自分の曹司に入りしばらく待っていると、ほとほとと遣り戸を叩く音がした。僅かに戸を引くと戸口に鳶丸の文が置かれている。開くと、
「やはりかなりの金品が集まっていました。頃合いでしょう。またあの、盗賊の一味らしい、怪しい男が邸の様子をうかがっていました。後をつけましたが撒かれました。急いだ方がよろしいかと」
と書かれていた。あの人殺しの盗賊達が、同じ邸を狙っている。生駒は自分の中にある紅い火を感じ取った。

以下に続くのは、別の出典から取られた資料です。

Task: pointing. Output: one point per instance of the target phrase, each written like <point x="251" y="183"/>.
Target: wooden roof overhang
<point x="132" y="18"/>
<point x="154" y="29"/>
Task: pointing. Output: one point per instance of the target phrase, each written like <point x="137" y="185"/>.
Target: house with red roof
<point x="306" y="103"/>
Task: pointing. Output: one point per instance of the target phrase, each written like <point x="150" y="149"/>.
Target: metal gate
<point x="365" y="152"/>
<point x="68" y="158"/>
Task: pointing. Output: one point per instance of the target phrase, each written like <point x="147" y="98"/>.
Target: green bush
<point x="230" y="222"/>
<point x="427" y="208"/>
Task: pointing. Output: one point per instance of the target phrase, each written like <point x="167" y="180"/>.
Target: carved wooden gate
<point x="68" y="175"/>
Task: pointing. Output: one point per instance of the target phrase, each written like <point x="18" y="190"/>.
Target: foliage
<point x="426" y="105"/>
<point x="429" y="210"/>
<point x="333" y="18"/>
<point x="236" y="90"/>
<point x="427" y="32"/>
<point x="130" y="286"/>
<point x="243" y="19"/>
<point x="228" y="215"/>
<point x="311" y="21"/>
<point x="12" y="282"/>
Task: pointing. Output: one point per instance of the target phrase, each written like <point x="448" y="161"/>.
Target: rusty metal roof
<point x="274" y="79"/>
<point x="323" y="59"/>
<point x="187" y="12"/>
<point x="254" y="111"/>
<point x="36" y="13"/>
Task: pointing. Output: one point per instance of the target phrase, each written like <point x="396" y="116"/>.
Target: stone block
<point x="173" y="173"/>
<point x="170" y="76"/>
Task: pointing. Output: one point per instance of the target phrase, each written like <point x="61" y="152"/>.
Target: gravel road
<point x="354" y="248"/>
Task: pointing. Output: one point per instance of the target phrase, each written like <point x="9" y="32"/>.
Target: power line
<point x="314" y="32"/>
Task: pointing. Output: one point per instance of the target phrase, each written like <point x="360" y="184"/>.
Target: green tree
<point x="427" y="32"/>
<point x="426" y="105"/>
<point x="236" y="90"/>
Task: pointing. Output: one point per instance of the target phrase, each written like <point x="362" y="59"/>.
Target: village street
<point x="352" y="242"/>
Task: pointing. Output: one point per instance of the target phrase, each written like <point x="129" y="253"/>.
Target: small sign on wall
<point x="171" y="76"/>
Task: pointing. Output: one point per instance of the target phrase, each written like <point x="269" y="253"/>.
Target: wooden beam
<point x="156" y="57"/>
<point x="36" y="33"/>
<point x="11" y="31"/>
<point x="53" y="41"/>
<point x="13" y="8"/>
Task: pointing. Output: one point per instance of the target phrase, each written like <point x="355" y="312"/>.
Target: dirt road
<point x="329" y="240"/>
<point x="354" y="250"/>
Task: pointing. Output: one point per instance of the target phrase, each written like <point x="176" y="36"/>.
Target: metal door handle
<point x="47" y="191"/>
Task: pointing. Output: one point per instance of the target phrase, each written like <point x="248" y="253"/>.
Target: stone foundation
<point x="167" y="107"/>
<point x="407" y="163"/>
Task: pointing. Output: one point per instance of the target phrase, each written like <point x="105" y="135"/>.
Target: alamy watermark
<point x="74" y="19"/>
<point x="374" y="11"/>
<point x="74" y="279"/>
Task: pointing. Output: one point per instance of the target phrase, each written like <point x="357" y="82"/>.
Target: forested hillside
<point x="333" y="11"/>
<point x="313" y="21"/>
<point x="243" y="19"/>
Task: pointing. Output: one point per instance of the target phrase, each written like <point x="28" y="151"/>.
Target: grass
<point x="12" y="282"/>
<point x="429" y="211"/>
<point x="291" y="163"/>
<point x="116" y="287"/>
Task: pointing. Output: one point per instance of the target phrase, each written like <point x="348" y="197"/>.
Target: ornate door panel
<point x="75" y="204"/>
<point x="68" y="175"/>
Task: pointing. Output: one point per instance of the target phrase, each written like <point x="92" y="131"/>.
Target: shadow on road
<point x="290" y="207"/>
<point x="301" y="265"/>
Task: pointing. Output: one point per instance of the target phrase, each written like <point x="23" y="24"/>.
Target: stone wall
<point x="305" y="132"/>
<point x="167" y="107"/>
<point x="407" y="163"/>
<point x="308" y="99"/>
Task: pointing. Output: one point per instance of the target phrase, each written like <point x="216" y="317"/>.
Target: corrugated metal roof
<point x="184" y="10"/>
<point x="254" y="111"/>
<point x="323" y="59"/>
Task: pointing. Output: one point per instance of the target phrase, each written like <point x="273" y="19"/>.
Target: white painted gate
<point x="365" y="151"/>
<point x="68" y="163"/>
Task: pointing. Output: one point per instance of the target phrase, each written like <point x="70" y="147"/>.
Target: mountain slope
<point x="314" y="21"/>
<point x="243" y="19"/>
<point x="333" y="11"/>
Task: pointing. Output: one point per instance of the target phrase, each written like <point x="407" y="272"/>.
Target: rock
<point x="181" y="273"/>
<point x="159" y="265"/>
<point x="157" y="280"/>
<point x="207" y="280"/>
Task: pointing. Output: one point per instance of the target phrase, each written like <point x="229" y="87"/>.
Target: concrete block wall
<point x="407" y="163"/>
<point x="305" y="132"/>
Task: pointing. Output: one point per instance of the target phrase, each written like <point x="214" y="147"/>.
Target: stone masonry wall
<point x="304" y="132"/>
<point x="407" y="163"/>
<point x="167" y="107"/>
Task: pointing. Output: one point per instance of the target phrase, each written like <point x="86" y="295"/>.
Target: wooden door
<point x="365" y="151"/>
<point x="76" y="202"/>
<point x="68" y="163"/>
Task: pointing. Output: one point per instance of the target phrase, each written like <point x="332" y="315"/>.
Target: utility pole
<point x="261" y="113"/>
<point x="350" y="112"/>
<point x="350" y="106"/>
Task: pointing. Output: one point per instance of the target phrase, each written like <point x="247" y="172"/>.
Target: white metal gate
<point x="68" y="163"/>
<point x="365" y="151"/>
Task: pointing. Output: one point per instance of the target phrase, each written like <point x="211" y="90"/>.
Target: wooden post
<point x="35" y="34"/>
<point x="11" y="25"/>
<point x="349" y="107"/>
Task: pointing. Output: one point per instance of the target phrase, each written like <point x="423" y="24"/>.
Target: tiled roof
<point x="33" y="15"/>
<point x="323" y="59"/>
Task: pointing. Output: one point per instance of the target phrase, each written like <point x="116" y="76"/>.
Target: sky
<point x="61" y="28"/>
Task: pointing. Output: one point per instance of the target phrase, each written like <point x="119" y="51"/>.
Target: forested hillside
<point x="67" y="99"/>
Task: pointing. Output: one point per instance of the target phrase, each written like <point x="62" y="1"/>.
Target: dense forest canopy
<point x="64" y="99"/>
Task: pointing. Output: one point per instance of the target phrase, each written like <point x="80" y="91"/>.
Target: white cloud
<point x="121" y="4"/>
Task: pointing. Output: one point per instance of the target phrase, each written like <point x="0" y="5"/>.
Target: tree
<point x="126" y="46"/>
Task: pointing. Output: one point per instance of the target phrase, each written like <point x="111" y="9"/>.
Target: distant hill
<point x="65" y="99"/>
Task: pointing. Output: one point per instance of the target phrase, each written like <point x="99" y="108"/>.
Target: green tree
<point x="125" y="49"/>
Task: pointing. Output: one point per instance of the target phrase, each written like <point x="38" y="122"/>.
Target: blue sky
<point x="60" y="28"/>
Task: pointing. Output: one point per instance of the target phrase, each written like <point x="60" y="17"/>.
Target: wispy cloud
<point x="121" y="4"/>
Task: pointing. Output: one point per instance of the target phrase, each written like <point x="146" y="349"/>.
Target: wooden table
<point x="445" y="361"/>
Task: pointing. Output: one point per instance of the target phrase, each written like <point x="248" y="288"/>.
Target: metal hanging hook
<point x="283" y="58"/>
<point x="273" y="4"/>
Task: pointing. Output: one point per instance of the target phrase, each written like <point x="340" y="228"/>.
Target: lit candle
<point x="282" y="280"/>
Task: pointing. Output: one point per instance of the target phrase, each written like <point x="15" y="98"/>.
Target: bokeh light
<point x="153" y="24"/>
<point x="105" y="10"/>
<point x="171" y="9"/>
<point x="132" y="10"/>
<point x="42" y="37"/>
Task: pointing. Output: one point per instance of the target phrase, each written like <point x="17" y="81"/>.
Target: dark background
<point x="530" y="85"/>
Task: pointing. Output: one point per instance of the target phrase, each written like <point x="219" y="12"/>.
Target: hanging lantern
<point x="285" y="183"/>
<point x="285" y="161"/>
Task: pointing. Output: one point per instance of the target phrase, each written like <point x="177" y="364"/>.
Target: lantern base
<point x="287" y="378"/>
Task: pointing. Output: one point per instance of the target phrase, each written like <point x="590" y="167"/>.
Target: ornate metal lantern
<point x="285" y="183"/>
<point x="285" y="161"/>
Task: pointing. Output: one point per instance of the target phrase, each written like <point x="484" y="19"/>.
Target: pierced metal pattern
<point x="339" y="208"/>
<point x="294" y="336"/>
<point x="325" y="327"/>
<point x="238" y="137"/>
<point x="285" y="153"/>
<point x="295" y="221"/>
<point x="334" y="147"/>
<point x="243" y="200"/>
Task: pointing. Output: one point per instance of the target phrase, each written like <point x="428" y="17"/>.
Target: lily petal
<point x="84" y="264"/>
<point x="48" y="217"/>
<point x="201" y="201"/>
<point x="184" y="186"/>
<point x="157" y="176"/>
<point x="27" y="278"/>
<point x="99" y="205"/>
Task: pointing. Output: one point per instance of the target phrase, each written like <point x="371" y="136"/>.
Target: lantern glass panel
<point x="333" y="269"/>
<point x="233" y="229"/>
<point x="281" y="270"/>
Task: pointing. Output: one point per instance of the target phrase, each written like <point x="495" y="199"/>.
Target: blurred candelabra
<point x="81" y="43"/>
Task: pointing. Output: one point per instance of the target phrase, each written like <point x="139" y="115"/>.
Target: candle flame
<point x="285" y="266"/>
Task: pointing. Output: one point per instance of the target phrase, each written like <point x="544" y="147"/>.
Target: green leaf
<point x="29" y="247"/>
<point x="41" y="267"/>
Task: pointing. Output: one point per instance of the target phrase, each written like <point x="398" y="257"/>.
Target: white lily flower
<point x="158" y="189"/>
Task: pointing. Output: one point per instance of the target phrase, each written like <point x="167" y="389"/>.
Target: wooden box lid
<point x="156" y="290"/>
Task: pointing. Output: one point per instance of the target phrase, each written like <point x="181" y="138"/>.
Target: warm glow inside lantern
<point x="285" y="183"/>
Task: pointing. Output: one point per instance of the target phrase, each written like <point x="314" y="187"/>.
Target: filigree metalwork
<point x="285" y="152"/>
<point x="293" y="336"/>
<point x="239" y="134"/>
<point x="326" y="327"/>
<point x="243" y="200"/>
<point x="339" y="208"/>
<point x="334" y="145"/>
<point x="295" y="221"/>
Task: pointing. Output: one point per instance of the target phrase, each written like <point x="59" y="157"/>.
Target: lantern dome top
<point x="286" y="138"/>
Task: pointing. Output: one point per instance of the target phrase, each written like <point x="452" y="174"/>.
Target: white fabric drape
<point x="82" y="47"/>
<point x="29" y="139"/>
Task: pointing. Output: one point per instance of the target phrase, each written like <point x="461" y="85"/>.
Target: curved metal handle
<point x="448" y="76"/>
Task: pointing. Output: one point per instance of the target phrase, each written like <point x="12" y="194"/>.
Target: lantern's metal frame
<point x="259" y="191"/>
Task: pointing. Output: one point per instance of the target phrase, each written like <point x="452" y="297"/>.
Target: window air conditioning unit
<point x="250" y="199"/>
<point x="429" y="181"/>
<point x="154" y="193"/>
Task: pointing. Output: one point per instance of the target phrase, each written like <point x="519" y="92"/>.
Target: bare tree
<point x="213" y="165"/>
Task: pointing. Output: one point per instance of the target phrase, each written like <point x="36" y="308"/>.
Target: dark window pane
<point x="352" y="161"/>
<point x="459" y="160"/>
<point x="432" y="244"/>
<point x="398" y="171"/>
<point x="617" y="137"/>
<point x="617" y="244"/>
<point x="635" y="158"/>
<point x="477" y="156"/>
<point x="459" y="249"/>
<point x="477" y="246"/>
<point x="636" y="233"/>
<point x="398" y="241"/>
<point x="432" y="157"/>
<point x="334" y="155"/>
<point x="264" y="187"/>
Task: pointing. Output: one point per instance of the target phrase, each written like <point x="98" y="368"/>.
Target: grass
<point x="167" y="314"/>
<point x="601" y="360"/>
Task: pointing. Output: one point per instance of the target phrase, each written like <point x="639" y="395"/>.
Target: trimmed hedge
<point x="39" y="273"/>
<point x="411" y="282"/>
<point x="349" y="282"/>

あの男の居場所を突き止めたくて、偵察している男がいることを知ると、鳶丸に後をつけさせてはいるのだが、いつも上手く撒かれてしまうようだ。
「先に手を出させないわ。そして、いつかあいつを追い詰めてやるわ」
生駒はそう呟きながら、文に火をつけた。そして自分の中にある火を見るような思いで、鳶丸の文を燃やす火を見つめていた。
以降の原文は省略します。